Bacaini.ID, KEDIRI – Semut bisa bercakap-cakap ternyata bukan cerita fiksi.
Al Quran surat An-Naml ayat 18-19 juga sudah mengisahkannya, bagaimana Nabi Sulaiman bisa memahami bahasa semut dan binatang lainnya.
Sejumlah ilmuwan baru-baru ini membuktikan peristiwa lampau itu secara ilmiah.
Sebuah studi termutakhir menyatakan bahwa semut berbicara dengan sinyal akustik sebagai bahasa mereka, terutama pada situasi bahaya.

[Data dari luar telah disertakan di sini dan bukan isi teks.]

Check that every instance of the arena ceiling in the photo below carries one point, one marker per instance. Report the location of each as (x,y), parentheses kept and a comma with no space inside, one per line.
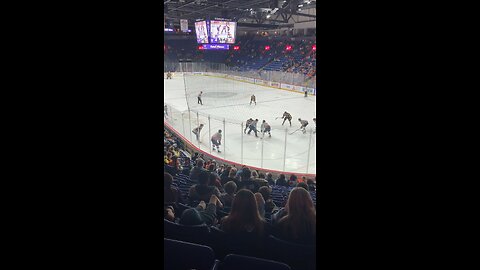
(248,13)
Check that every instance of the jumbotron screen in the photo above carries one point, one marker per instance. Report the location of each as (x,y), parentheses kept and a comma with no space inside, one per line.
(201,32)
(222,32)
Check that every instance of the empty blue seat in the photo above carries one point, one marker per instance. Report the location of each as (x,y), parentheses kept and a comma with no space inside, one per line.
(196,234)
(179,255)
(298,256)
(238,262)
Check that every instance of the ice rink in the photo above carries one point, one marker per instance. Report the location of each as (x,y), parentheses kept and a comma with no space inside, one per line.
(226,103)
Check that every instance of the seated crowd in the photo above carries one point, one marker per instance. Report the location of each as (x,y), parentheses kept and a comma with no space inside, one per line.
(237,203)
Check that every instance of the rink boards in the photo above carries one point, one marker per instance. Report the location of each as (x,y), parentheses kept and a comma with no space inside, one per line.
(226,107)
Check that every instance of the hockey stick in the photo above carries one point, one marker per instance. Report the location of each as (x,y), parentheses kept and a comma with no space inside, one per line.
(294,131)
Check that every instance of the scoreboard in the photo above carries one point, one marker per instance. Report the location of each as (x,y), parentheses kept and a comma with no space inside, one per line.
(218,31)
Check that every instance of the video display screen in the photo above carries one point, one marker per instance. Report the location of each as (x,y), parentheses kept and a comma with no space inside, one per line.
(222,32)
(201,32)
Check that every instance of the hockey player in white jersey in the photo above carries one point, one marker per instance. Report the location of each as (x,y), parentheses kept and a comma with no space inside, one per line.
(247,124)
(197,131)
(286,116)
(304,124)
(216,140)
(253,127)
(253,99)
(265,127)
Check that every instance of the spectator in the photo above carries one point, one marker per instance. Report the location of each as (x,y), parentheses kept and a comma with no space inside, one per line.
(202,214)
(175,163)
(195,172)
(212,170)
(227,197)
(170,193)
(246,182)
(213,181)
(169,213)
(202,191)
(303,185)
(292,181)
(270,180)
(311,185)
(281,181)
(299,223)
(260,204)
(195,156)
(267,196)
(244,216)
(224,175)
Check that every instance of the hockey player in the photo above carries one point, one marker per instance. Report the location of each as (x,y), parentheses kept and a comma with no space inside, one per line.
(265,127)
(197,131)
(247,124)
(304,124)
(253,99)
(253,127)
(216,140)
(199,98)
(287,116)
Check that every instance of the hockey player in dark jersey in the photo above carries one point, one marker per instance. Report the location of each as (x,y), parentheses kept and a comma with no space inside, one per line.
(216,140)
(304,124)
(199,98)
(287,116)
(197,131)
(253,127)
(249,121)
(265,127)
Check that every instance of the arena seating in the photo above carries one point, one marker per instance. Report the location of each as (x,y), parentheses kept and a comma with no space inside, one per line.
(215,245)
(252,55)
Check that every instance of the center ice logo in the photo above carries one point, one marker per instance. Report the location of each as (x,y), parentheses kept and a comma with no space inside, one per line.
(219,94)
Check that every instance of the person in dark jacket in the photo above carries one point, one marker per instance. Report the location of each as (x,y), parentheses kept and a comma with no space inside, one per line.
(195,172)
(202,191)
(171,195)
(227,197)
(202,214)
(281,181)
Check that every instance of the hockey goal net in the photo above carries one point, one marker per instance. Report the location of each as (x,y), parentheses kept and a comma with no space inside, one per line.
(165,75)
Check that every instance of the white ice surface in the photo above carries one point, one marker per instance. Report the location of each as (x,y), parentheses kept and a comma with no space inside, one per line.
(229,99)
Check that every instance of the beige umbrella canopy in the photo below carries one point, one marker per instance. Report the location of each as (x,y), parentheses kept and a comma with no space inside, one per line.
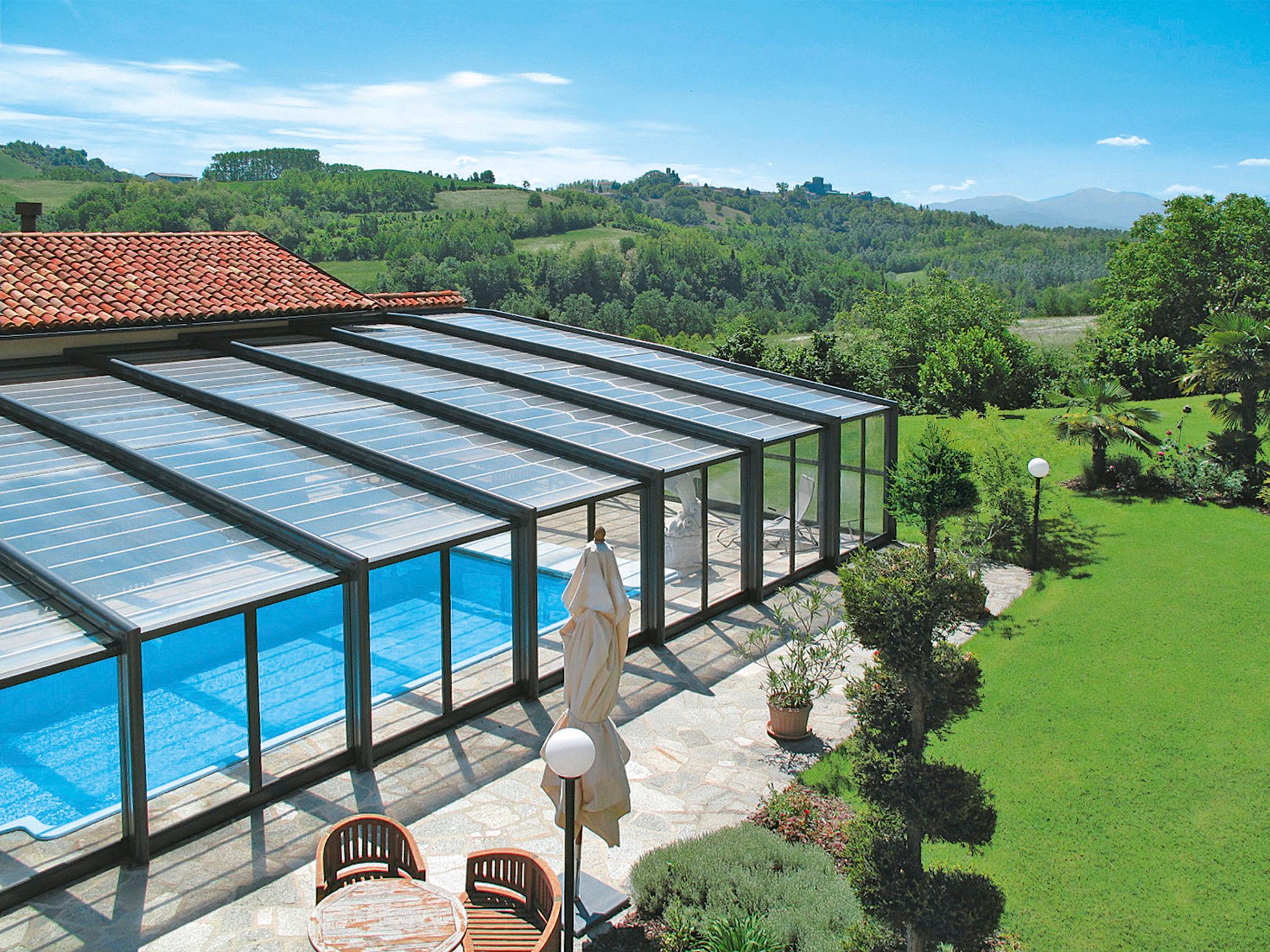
(595,650)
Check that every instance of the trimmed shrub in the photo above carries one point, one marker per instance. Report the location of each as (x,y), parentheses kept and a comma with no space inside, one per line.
(746,871)
(799,814)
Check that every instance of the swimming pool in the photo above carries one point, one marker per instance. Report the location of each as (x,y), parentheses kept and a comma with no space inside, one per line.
(59,754)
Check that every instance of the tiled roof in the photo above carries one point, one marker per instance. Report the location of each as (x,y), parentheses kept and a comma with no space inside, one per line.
(64,281)
(419,299)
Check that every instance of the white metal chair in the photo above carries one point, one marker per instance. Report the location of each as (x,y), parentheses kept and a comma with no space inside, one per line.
(784,531)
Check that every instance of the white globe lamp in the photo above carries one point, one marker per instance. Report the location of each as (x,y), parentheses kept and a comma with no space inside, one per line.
(569,753)
(1039,470)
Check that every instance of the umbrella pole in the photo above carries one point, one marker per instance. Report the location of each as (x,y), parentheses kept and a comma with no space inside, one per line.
(571,870)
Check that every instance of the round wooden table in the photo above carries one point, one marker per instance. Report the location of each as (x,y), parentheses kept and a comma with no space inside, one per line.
(399,914)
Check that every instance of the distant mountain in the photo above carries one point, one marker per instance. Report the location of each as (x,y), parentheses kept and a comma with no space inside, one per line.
(1086,208)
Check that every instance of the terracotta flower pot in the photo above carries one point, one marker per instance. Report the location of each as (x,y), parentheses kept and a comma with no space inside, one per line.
(788,723)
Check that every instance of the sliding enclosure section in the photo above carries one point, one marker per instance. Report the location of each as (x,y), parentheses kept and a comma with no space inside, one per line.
(60,767)
(863,482)
(238,565)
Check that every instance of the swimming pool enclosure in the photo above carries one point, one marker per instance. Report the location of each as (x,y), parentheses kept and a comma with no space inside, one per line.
(239,562)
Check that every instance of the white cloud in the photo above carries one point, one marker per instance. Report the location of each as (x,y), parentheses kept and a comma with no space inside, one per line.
(187,65)
(177,113)
(466,79)
(545,79)
(963,187)
(1124,141)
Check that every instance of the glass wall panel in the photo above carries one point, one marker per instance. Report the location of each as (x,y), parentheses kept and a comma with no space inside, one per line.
(59,770)
(300,644)
(683,545)
(873,506)
(406,644)
(807,501)
(620,518)
(196,719)
(876,442)
(481,607)
(850,517)
(723,530)
(778,506)
(561,540)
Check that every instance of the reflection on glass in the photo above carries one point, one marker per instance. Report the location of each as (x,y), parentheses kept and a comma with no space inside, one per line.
(60,751)
(406,643)
(779,503)
(683,528)
(620,518)
(301,649)
(481,606)
(723,530)
(195,702)
(806,524)
(873,506)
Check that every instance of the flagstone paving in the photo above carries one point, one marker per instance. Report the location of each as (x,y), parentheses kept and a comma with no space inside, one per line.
(693,714)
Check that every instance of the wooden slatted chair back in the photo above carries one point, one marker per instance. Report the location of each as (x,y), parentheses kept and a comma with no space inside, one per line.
(366,847)
(521,880)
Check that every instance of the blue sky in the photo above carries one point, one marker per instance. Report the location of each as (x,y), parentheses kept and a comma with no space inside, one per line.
(922,102)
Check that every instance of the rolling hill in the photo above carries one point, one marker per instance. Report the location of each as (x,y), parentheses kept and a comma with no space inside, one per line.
(1085,208)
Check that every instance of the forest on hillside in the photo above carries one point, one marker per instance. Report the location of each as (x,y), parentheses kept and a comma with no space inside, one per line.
(690,258)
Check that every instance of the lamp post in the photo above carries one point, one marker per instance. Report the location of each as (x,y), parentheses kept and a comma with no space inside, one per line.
(1039,470)
(569,753)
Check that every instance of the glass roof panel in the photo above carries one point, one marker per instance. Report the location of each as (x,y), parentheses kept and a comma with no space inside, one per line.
(593,428)
(35,635)
(726,415)
(678,364)
(487,462)
(367,513)
(149,557)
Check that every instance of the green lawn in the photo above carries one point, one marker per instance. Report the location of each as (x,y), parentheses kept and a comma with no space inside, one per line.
(600,236)
(13,169)
(361,275)
(51,192)
(478,200)
(1126,730)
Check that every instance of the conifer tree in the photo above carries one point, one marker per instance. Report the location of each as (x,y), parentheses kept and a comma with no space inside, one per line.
(917,685)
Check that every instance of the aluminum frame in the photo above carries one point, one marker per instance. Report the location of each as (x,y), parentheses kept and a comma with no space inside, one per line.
(123,640)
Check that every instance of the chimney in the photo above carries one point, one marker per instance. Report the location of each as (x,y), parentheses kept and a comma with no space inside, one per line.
(29,213)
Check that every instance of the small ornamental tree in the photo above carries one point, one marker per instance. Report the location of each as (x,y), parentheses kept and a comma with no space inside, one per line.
(916,685)
(931,484)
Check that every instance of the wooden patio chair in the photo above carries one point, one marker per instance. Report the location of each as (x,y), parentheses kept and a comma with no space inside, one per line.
(512,902)
(366,847)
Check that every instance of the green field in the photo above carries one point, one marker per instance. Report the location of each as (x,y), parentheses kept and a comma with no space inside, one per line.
(718,214)
(51,192)
(478,200)
(361,275)
(1054,332)
(905,277)
(12,169)
(1124,728)
(598,236)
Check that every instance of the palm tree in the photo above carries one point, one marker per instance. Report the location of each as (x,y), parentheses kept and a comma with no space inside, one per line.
(1233,357)
(1096,414)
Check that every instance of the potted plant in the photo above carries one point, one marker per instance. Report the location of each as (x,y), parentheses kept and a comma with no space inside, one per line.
(803,650)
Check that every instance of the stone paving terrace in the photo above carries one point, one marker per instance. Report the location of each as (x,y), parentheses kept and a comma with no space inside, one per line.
(693,714)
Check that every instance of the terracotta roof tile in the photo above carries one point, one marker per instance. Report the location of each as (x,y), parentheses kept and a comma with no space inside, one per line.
(418,299)
(61,281)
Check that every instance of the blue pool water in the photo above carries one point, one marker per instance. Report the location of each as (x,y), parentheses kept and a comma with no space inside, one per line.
(60,753)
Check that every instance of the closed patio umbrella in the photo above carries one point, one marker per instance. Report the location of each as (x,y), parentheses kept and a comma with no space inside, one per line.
(595,651)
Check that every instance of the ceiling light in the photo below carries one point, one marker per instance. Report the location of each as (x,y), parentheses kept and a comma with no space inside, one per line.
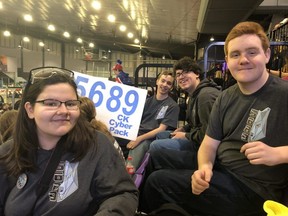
(130,35)
(111,18)
(41,44)
(136,41)
(51,27)
(79,40)
(6,33)
(28,18)
(122,28)
(26,39)
(212,38)
(66,34)
(96,5)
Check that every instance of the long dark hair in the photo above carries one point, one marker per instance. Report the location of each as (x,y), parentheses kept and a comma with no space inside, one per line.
(22,155)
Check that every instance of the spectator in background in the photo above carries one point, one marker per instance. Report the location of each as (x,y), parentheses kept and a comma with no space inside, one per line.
(121,76)
(51,136)
(160,113)
(17,104)
(202,94)
(241,161)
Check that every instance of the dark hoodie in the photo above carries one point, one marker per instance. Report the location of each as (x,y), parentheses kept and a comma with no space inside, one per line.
(124,77)
(198,110)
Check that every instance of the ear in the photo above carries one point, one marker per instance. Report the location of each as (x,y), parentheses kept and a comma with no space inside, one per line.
(268,54)
(29,110)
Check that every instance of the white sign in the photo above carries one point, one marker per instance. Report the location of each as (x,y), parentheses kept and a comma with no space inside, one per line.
(118,106)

Sementara selama beberapa dekade semut diyakini hanya berkomunikasi melalui feromon, senyawa kimia yang dihasilkan semut untuk membuat jejak.
Feromon berguna untuk mengidentifikasi dari sarang mana semut berasal termasuk status sosialnya. Feromon yang membuat semut bisa berbaris dengan rapi.
Namun belakangan terungkap, selain komunikasi kimia, semut juga memiliki suara dari duri khusus di sepanjang perut yang digesekkan dengan kaki belakang.
Gesekan menghasilkan suara-suara berisik sebagai cara semut berkomunikasi satu sama lain.
Komunikasi melalui suara ini sangat penting untuk kelangsungan hidup semut terutama di saat menghadapi situasi bahaya.
Dikutip dari situs science.org, para peneliti beberapa tahun lalui mulai memperhatikan semut dewasa di beberapa genus semut, seperti Myrmica, yang ditemukan di Eropa dan Asia.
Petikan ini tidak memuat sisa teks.